Anyway, Stone was cited for her impact on the international music scene. Bob Geldof is also a person of the year, with other new music-related names added to the list including Shirley Bassey, Kelly Jones and Guy Chambers. Non music related additions include actors Tim Roth, Pete Postlethwaite, Kenneth Branagh and Joanna Lumley (why wasn't she on the list earlier? She's a national treasure), writers Tracey Chevalier, Andrea Levy and Louis de Bernieres, and artists Jack Vettriano, Marc Quinn and Lucian Freud. TV presenters Ant and Dec made it in this year. I'm surprised they didn't make it in sooner, given the impact they've been having on the telly the last couple of years.

In 'getting knocked off the list' news, all but one of the Spice Girls have been thrown off it, despite the fact that they were in there last year. The only survivor is Mrs Beckham, presumably for her link to a famous footballer and services to the fashion industry.


Well, Pete Waterman may say that Pete Doherty has no talent, but luckily, he's got Craig David in his corner. The R&B star says that the Babyshambles frontman has talent, but that too much approbation and not enough tough love will bring about his demise if he's not careful. According to The Star, David said "I think Pete Doherty is incredibly talented. I watched him on a documentary and was mesmerised. He's a distinguished musician and brilliant at playing his guitar. It's a shame no-one has shaken him and said, 'Wake Up'. I feel sorry for the glorifying around him. He needs help."

Meanwhile, speaking about Eminem's alleged retirement (which Eminem is denying, by the way) David continued: "It's such a shame. He's a true poet. 'Stan' is one of the best songs ever made. I hope he takes a break and comes back."

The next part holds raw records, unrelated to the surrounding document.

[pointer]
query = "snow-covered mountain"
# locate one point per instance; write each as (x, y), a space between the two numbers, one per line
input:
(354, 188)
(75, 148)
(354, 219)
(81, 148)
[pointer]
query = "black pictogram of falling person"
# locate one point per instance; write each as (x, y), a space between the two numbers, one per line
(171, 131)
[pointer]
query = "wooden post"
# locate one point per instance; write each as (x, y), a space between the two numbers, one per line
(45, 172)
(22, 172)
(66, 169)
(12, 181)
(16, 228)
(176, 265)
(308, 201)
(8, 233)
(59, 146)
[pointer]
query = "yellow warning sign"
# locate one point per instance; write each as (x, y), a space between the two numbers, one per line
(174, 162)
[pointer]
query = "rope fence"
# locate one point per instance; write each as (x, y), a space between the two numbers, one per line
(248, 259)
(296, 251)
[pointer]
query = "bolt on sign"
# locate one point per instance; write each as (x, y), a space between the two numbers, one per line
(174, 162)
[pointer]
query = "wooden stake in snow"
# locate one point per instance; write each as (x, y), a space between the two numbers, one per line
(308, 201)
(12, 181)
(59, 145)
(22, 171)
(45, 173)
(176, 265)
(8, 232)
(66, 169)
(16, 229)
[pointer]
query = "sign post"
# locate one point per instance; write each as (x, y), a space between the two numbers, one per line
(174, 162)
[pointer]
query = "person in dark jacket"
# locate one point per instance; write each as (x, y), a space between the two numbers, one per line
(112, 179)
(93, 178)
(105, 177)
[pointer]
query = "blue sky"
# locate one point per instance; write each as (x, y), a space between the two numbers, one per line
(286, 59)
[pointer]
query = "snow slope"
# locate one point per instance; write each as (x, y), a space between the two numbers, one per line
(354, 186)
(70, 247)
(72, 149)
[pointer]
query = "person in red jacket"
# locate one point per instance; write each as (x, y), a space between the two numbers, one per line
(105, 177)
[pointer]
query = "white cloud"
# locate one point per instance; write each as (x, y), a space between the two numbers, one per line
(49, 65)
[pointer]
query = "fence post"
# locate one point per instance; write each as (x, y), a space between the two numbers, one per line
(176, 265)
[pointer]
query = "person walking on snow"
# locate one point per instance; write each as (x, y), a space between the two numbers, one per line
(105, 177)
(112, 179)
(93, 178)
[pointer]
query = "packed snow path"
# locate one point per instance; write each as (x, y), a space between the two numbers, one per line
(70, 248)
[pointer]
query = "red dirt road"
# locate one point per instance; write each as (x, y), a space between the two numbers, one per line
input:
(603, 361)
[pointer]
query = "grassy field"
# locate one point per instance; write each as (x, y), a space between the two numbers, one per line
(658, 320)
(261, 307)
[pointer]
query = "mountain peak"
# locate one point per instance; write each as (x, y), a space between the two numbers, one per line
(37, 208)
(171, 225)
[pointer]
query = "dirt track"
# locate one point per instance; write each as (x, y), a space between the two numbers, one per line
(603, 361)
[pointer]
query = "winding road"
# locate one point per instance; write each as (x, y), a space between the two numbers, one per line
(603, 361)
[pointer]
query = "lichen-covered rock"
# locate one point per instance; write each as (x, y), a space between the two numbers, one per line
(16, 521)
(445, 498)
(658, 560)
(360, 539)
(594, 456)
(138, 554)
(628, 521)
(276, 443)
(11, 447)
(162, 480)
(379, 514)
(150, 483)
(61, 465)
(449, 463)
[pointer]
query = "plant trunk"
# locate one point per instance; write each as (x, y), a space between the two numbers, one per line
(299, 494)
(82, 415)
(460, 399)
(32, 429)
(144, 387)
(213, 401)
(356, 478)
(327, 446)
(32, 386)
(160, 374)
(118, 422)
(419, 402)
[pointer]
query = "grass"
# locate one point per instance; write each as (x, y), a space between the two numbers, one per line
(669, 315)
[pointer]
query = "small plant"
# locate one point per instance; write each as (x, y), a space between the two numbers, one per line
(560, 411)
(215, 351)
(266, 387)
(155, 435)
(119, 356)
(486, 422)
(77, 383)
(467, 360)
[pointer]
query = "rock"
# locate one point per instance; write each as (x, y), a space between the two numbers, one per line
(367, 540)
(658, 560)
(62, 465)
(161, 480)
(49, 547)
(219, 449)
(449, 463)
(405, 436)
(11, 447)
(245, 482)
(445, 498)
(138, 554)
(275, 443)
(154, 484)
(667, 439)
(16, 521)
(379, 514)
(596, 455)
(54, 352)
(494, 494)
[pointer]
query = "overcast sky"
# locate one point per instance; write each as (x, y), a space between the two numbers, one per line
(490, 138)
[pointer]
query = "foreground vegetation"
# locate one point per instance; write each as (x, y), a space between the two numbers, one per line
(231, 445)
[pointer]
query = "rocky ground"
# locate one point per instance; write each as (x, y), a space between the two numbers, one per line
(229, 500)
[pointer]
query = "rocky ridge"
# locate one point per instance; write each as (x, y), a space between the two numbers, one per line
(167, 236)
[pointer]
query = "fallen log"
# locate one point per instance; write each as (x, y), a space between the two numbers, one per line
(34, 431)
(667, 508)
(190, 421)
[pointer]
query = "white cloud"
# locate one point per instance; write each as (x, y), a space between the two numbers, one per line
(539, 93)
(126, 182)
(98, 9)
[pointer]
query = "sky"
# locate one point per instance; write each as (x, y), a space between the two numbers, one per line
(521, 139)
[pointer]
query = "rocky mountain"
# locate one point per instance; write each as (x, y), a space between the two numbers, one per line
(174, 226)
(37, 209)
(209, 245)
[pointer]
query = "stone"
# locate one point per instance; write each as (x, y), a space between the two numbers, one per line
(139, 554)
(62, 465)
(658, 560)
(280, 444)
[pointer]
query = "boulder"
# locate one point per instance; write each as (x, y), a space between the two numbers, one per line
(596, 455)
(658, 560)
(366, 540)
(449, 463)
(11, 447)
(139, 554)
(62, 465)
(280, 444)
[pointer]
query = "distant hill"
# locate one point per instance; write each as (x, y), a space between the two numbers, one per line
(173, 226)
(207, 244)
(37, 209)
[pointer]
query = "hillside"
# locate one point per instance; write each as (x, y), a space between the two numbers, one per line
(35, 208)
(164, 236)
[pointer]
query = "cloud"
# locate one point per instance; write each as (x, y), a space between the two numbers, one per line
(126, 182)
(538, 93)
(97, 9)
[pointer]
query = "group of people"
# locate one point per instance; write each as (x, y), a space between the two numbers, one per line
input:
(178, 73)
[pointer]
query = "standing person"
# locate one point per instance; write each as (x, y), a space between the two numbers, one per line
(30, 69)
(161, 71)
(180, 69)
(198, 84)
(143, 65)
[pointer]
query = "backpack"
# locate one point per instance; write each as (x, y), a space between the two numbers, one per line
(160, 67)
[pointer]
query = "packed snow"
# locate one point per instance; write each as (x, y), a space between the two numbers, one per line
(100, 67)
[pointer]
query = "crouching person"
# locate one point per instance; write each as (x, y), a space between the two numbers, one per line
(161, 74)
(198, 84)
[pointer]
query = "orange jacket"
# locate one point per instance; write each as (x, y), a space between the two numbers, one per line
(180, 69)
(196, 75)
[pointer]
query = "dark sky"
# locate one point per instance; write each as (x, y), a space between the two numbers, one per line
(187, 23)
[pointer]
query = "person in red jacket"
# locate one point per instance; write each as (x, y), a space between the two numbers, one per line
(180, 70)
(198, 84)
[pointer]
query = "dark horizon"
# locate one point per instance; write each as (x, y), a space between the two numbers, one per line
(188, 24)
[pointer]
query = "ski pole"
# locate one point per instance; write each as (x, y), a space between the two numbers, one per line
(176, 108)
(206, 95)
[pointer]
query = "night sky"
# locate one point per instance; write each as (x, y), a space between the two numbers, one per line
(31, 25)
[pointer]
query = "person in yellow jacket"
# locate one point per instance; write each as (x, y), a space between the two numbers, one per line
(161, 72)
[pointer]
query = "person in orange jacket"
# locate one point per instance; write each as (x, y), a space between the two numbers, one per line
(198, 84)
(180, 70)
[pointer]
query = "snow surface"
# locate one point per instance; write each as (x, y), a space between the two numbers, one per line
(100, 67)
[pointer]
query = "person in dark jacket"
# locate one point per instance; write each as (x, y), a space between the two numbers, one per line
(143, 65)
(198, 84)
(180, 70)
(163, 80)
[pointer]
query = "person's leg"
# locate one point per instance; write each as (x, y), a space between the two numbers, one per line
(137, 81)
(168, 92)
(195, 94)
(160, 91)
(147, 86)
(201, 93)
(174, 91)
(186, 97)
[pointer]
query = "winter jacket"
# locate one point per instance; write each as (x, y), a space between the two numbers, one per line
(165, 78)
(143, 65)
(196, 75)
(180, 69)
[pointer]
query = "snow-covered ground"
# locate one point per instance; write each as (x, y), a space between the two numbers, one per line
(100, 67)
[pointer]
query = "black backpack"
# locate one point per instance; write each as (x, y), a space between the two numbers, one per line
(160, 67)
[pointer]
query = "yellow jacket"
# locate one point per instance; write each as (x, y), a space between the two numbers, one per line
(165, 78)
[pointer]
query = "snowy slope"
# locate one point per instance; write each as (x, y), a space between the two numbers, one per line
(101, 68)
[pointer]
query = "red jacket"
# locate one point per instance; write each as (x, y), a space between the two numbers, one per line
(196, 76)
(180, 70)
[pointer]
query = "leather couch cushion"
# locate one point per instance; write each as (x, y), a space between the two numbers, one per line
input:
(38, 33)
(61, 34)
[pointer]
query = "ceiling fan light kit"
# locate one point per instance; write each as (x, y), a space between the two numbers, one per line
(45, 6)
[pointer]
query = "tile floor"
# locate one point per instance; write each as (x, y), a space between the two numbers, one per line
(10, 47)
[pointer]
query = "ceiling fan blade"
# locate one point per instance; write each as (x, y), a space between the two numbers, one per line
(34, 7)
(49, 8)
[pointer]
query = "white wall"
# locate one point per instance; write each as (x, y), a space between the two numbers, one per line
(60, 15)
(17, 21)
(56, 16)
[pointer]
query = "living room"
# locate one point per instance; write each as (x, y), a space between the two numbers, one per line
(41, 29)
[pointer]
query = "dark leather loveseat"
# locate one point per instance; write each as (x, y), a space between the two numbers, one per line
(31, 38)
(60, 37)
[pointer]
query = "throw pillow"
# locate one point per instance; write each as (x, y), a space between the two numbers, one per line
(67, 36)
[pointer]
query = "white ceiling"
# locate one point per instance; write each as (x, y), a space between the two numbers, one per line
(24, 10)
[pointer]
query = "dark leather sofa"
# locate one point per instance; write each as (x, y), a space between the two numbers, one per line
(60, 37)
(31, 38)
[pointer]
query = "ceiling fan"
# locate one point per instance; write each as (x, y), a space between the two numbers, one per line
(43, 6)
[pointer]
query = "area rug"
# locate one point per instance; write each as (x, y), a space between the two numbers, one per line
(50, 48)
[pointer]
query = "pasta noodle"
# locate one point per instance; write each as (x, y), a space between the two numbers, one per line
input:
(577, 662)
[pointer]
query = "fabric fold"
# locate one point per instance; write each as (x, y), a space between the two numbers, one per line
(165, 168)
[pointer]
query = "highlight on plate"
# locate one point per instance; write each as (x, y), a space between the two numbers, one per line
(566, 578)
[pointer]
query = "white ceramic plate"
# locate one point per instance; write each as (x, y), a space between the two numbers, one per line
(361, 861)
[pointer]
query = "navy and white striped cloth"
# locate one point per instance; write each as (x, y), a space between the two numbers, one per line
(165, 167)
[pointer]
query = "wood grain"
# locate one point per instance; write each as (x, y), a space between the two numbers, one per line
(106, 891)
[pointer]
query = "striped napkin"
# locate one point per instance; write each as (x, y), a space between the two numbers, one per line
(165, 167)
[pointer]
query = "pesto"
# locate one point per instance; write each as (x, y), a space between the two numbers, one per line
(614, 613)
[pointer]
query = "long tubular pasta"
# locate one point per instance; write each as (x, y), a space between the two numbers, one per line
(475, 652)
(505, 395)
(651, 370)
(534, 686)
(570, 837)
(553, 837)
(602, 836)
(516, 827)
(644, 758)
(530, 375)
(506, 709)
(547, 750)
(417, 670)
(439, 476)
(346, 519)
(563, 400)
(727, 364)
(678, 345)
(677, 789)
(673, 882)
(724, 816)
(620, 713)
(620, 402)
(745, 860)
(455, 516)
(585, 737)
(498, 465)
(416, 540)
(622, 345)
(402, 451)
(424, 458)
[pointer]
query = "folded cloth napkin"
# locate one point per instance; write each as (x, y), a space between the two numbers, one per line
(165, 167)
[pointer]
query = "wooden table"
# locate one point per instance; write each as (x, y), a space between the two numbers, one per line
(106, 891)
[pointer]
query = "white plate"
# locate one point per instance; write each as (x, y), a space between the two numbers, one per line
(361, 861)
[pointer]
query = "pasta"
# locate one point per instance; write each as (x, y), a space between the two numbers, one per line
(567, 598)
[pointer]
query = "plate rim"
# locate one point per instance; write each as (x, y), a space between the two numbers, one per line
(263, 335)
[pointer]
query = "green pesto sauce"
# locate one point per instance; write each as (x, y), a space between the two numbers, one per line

Which I think may be the plan, actually.


Justin Hawkins of The Darkness has had another go at Chris Martin. As we reported last week, Hawkins said that Chris Martin has a "narcissism complex" and, according to The Sun, he now says that Martin's involvement in the Band Aid 20 project was purely to further his own interests. The rocker told the tabloid: "During Band Aid Chris swanned in, stayed for about 20 minutes - and his own VIP area. We were there for two days and worked our behinds off. He obviously didn't care. I got the sense he was just doing it to raise his profile."

Hawkins also had some cruel, cruel words about former sacked bandmate Frankie Poullain: "We all know the truth about Frankie - he's talentless," he allegedly told The Sun. "We're still talking about the settlement but he'll always claim more than he's due. He sectioned himself off from the group. Then, when he was sacked, he believed it was his role to be devil's advocate. He's vain and paranoid."


Well, it seems I'm right, as usual. Well, if the Sunday Mirror's insider sources are to be believed. Yesterday I said that Simon Cowell looked like a man who wanted to vote out his own act, The Conway Sisters, at the latest X-Factor show on Saturday, and according to the tabloid, Cowell is bored with the sisters, who allegedly threatened to quit the show following a row over song choices. Crikey, I wish they would quit. They're painful.

Anyway, here's what that 'source' says: "Simon and his team think The Conways are a nightmare. Their performances have been a disappointment - but the girls blame everyone else but themselves. Publicly he'll continue to give them his support. But privately, he has had enough".